Electrophoretic isolation of saponin fractions from Saponinum album and their evaluation in synergistically enhancing the receptor-specific cytotoxicity of targeted toxins.

Saponinum album (SA) is a commercial mixture of saponins isolated from Gypsophila species. In the previously published work, we reported that SA dramatically improves the inhibition of tumor growth by targeted toxins in mice in a synergistic way. Here we report a simplified electrophoretic method for the isolation of a highly effective fraction of SA with a relative electrophoretic mobility to the dye front (R(f) ) of 0.63 from the mixture. In total, four different fractions were separated at a preparative scale, and evaluated by ESI-MS, HPLC and TLC analysis. Electrophoretic mobility and electrochemical properties of the different fractions of saponins from SA were set into relation to their ability to enhance the cytotoxicity of epidermal growth factor (EGF)-based targeted toxins. We here treated HER-14 cells, which are NIH-3T3 Swiss mouse embryo cells transfected with the human EGF receptor. Untransfected NIH-3T3 cells served as control. The major bulk of SA (72.3%) (R(f) =0.78) migrated the farthest and was found to be significantly ineffective (p<0.05) in enhancing the cytotoxicity of the targeted toxin, while the second fraction (R(f) =0.63) showed an enhancement of 9800-fold. The third (R(f) =0.56) had an enhancement factor of 3200, the fourth (R(f) =0.08) was again significantly ineffective (p<0.05) in exhibiting any enhancement of cytotoxicity.
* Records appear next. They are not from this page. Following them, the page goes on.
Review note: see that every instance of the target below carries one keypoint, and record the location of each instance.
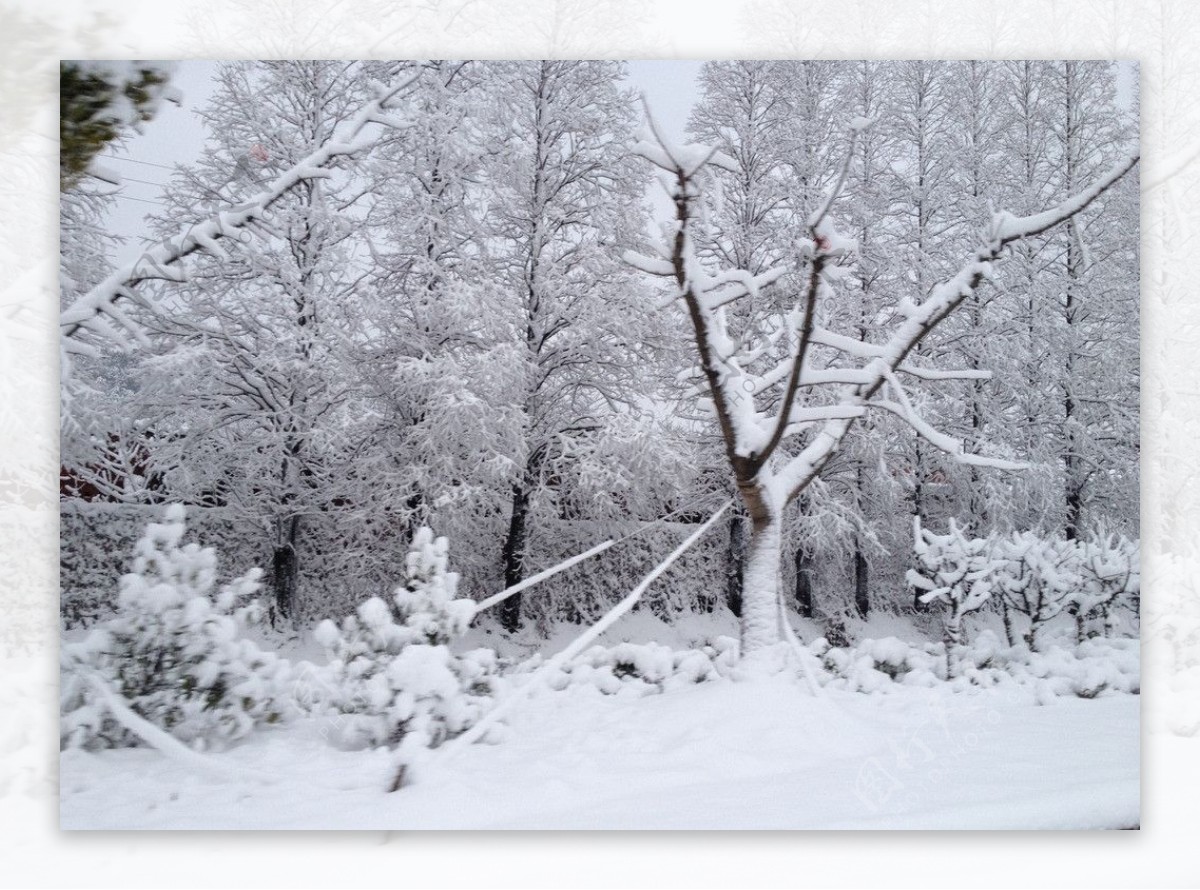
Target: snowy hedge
(881, 666)
(1031, 575)
(173, 654)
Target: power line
(143, 181)
(144, 200)
(135, 161)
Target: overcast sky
(177, 136)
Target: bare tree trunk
(760, 593)
(804, 582)
(735, 565)
(286, 569)
(514, 553)
(862, 582)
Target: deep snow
(723, 755)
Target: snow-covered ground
(724, 755)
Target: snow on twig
(163, 259)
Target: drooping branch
(922, 319)
(96, 311)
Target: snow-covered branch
(97, 312)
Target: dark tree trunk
(286, 570)
(735, 565)
(804, 603)
(862, 582)
(514, 554)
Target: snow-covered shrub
(1038, 577)
(1110, 570)
(173, 653)
(875, 665)
(395, 680)
(883, 666)
(955, 571)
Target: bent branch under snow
(97, 312)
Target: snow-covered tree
(565, 199)
(955, 571)
(173, 654)
(253, 397)
(394, 678)
(762, 384)
(99, 101)
(1038, 577)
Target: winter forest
(466, 449)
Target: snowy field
(724, 755)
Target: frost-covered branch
(97, 312)
(921, 319)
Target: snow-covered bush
(395, 680)
(1110, 570)
(173, 653)
(883, 666)
(643, 667)
(955, 571)
(1038, 577)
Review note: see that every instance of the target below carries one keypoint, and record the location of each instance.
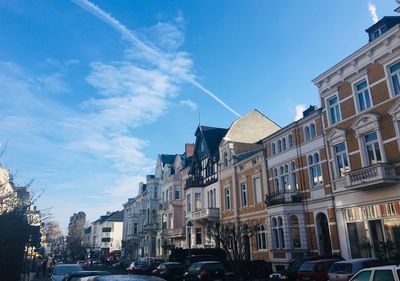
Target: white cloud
(189, 103)
(299, 111)
(175, 64)
(372, 11)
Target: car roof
(358, 260)
(322, 260)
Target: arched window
(278, 241)
(313, 131)
(307, 134)
(290, 140)
(315, 170)
(261, 238)
(295, 231)
(225, 159)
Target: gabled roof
(212, 137)
(167, 158)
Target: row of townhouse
(327, 183)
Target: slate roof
(212, 137)
(167, 158)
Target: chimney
(189, 149)
(309, 110)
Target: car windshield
(307, 266)
(62, 270)
(341, 268)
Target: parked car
(170, 271)
(379, 273)
(205, 271)
(76, 276)
(121, 278)
(197, 258)
(344, 270)
(294, 264)
(60, 270)
(139, 267)
(316, 270)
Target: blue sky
(91, 92)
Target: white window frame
(227, 196)
(355, 94)
(244, 198)
(328, 108)
(257, 199)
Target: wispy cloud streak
(372, 11)
(166, 62)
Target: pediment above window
(336, 136)
(366, 123)
(395, 110)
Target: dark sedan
(170, 271)
(205, 271)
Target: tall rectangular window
(363, 96)
(188, 203)
(177, 192)
(243, 193)
(342, 163)
(373, 152)
(197, 201)
(198, 236)
(257, 190)
(227, 199)
(333, 110)
(395, 77)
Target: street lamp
(189, 225)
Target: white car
(379, 273)
(61, 269)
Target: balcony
(176, 232)
(285, 197)
(207, 214)
(371, 176)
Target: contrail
(154, 55)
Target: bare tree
(233, 238)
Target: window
(243, 192)
(197, 201)
(177, 192)
(198, 236)
(342, 163)
(373, 152)
(315, 169)
(307, 134)
(333, 110)
(284, 172)
(293, 184)
(257, 190)
(261, 238)
(227, 199)
(290, 140)
(362, 96)
(313, 131)
(395, 78)
(278, 241)
(188, 203)
(295, 231)
(279, 146)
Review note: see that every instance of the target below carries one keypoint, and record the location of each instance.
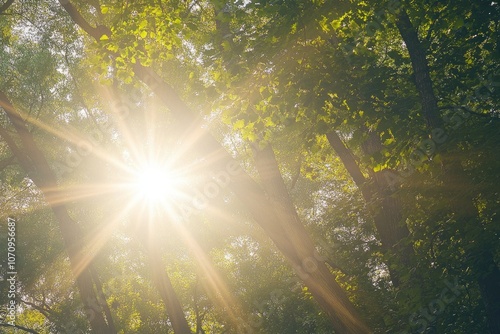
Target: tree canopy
(285, 166)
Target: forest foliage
(285, 166)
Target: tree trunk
(385, 209)
(462, 204)
(320, 282)
(35, 165)
(165, 289)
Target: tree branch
(28, 330)
(6, 6)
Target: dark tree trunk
(320, 282)
(383, 206)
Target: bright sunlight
(156, 184)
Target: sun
(156, 185)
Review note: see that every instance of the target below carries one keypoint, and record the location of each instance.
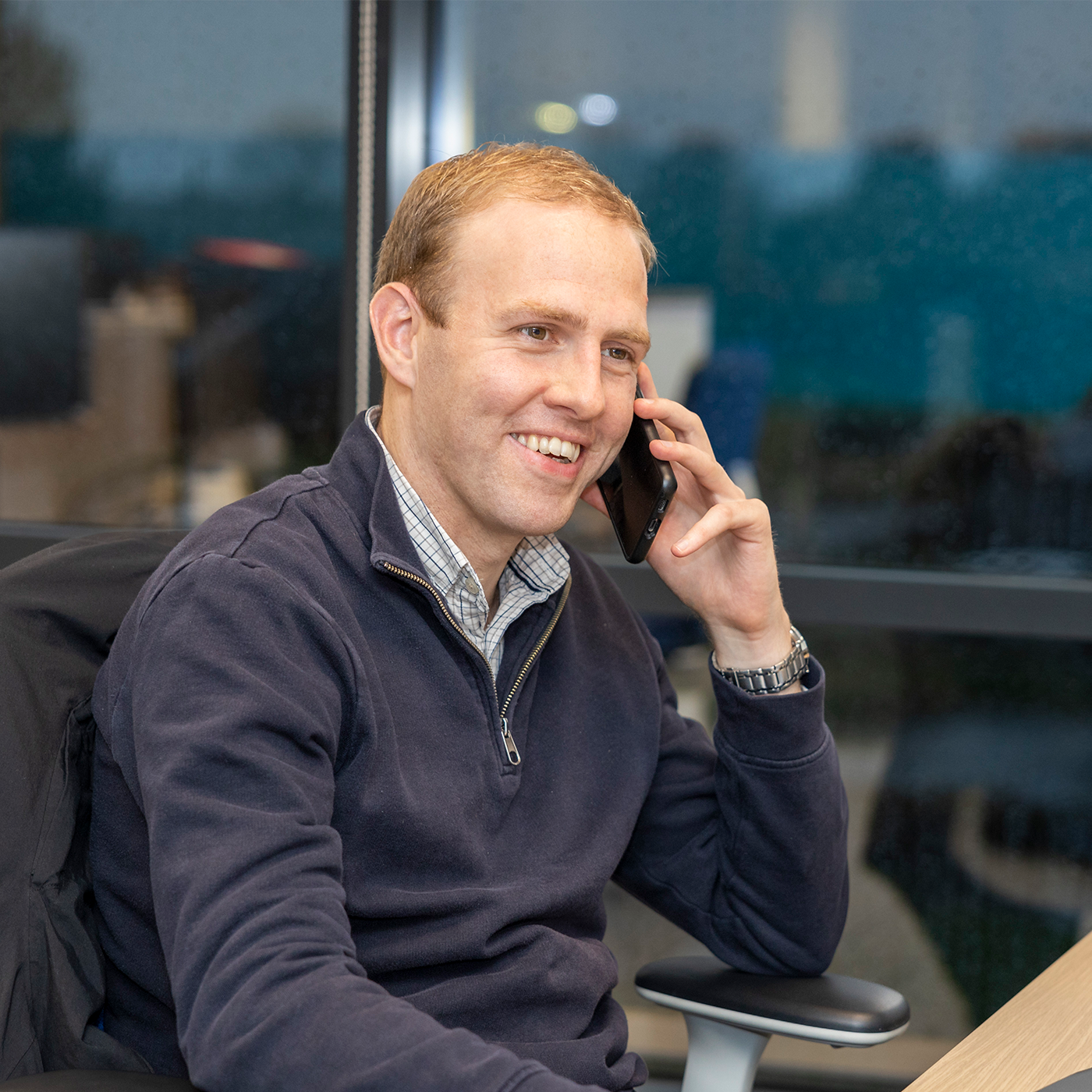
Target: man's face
(545, 329)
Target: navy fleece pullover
(316, 867)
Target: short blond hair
(417, 249)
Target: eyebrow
(551, 314)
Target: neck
(488, 554)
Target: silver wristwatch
(771, 679)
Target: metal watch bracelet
(771, 679)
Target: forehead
(515, 245)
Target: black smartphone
(636, 489)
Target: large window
(875, 232)
(172, 229)
(874, 224)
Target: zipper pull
(513, 751)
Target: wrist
(739, 650)
(781, 677)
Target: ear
(395, 321)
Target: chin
(542, 522)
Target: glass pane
(873, 223)
(874, 231)
(172, 193)
(970, 824)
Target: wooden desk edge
(1041, 1035)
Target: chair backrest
(59, 612)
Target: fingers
(746, 519)
(702, 464)
(646, 381)
(684, 424)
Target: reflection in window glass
(172, 182)
(876, 287)
(970, 818)
(874, 229)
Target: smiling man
(373, 740)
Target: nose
(576, 384)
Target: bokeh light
(556, 118)
(597, 109)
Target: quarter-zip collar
(360, 473)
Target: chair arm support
(830, 1008)
(96, 1080)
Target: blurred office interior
(875, 284)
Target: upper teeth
(551, 445)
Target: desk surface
(1043, 1034)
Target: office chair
(59, 612)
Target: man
(373, 740)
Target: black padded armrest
(831, 1008)
(96, 1080)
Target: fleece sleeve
(239, 687)
(743, 842)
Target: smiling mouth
(562, 451)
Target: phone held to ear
(636, 488)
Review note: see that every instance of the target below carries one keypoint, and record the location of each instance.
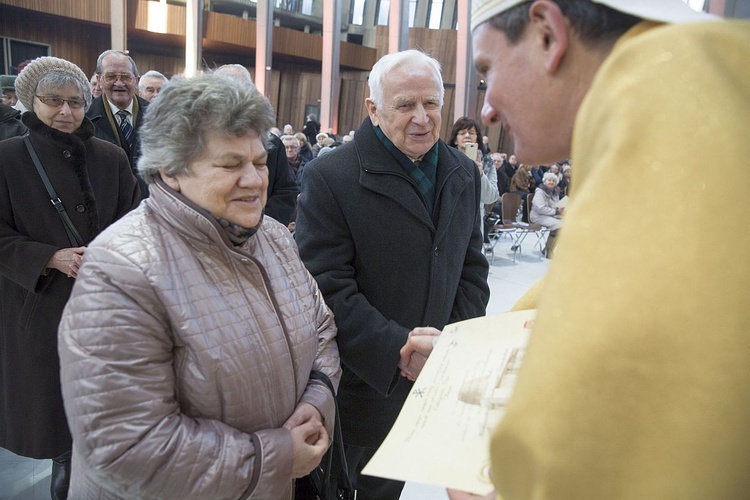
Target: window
(14, 52)
(383, 8)
(435, 17)
(357, 12)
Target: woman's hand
(309, 444)
(305, 412)
(67, 261)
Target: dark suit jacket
(282, 189)
(105, 127)
(384, 267)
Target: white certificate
(442, 434)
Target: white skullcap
(668, 11)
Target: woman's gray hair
(408, 58)
(550, 175)
(177, 126)
(52, 82)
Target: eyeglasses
(57, 102)
(111, 78)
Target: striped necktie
(125, 127)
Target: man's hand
(309, 444)
(417, 349)
(67, 261)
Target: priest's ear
(551, 28)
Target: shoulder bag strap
(338, 438)
(73, 236)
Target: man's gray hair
(119, 53)
(594, 23)
(409, 58)
(152, 73)
(177, 126)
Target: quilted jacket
(182, 356)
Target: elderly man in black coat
(388, 225)
(118, 113)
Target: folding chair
(508, 226)
(539, 231)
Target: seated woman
(189, 339)
(40, 254)
(544, 210)
(522, 181)
(565, 181)
(465, 133)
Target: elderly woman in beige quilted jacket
(187, 344)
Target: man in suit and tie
(117, 114)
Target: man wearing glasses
(117, 113)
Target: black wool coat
(282, 188)
(384, 267)
(105, 127)
(94, 181)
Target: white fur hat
(29, 77)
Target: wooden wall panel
(176, 18)
(95, 11)
(75, 41)
(352, 96)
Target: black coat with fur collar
(94, 181)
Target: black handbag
(73, 236)
(320, 484)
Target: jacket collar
(84, 132)
(382, 174)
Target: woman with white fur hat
(41, 252)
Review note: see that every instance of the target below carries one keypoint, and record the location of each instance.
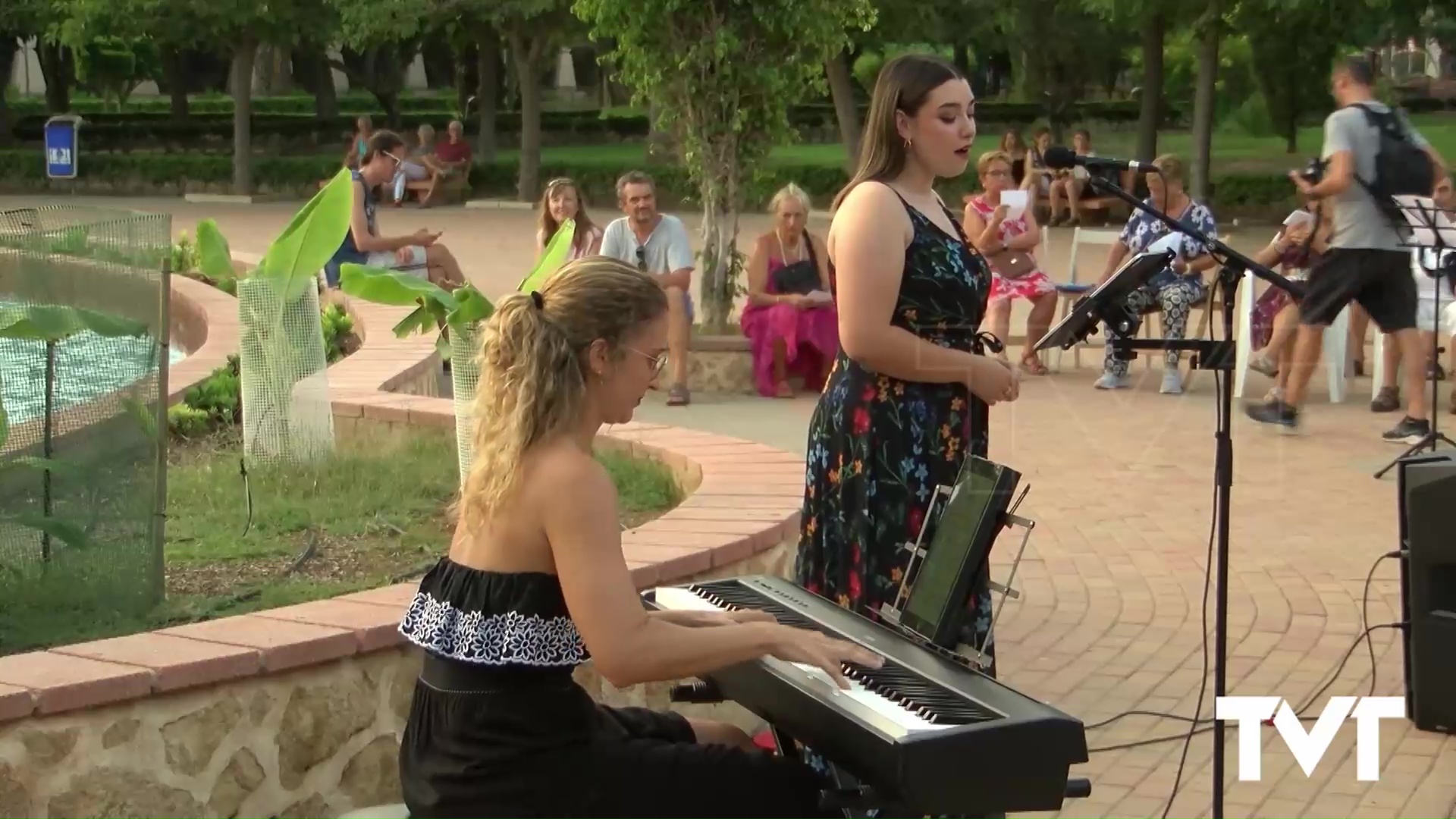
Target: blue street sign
(61, 146)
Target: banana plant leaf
(312, 238)
(53, 322)
(392, 287)
(552, 259)
(215, 257)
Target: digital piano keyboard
(924, 732)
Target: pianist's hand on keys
(794, 645)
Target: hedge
(149, 127)
(146, 172)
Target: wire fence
(85, 352)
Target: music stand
(1206, 354)
(1430, 231)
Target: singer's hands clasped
(993, 379)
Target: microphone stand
(1218, 356)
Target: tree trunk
(1203, 101)
(487, 95)
(243, 55)
(846, 110)
(55, 67)
(526, 55)
(1150, 115)
(721, 261)
(174, 67)
(9, 47)
(658, 142)
(325, 96)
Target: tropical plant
(52, 325)
(281, 341)
(436, 308)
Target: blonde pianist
(535, 585)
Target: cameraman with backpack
(1370, 153)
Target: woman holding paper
(1005, 231)
(1177, 289)
(563, 203)
(789, 319)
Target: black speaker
(1427, 497)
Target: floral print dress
(878, 447)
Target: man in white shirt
(658, 245)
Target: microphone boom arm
(1226, 257)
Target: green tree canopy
(724, 74)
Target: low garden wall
(296, 713)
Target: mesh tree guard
(284, 382)
(85, 349)
(465, 376)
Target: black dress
(878, 447)
(498, 729)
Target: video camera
(1313, 171)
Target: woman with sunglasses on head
(419, 254)
(561, 202)
(536, 583)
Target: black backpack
(1401, 167)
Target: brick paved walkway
(1110, 620)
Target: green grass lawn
(1232, 153)
(372, 515)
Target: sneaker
(1110, 381)
(1410, 430)
(1172, 384)
(1274, 413)
(1386, 401)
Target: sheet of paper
(1169, 242)
(1015, 203)
(1299, 218)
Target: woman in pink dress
(1009, 245)
(560, 203)
(789, 319)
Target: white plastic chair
(1332, 354)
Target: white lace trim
(494, 640)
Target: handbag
(799, 279)
(1011, 264)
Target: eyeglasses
(658, 362)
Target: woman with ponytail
(535, 585)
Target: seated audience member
(450, 159)
(419, 254)
(1177, 289)
(364, 129)
(417, 165)
(498, 727)
(1296, 249)
(1427, 319)
(1009, 243)
(658, 245)
(560, 203)
(1015, 148)
(789, 319)
(1069, 186)
(1037, 178)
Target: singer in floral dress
(880, 447)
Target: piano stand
(695, 692)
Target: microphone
(1060, 158)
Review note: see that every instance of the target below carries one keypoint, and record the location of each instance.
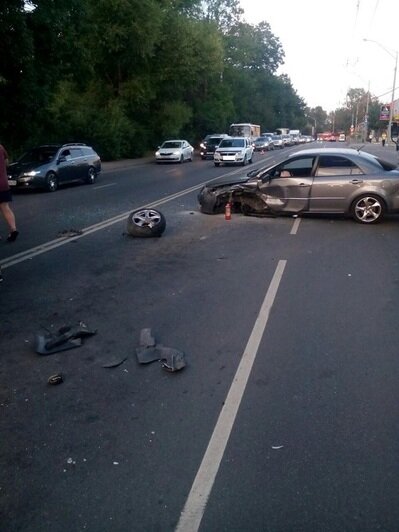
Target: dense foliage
(122, 75)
The endocytic uptake pathways of targeted toxins are influenced by synergistically acting Gypsophila saponins.

The expression of the epidermal growth factor (EGF) receptor is upregulated in many human tumors. We developed the targeted toxin SE, consisting of the plant toxin saporin-3 and human EGF. The cytotoxic effect of SE drastically increases in a synergistic manner by a combined treatment with Saponinum album (Spn), a saponin composite from Gypsophila paniculata L. Here we analyzed which endocytic pathways are involved in the uptake of SE and which are mandatory for the Spn-mediated enhancement. We treated HER14 cells (NIH-3T3 cells transfected with human EGF receptor) with either chlorpromazine, dynasore, latrunculin A, chloroquine, bafilomycin A1 or filipin and analyzed the effect on the cytotoxicity of SE alone or in combination with Spn. We demonstrated that SE in combination with Spn enters cells via clathrin- and actin-dependent pathways and the acidification of the endosomes after endocytosis is relevant for the cytotoxicity of SE. Notably, our data suggest that SE without Spn follows a different endocytic uptake pathway. SE cytotoxicity is independent of blocking of clathrin or actin, and the decrease in endosomal pH is irrelevant for SE cytotoxicity. Furthermore, Spn has no influence on the retrograde transport. This work is important for the better understanding of the underlying mechanism of Spn-enhanced cytotoxicity and helps to describe the role of Spn better.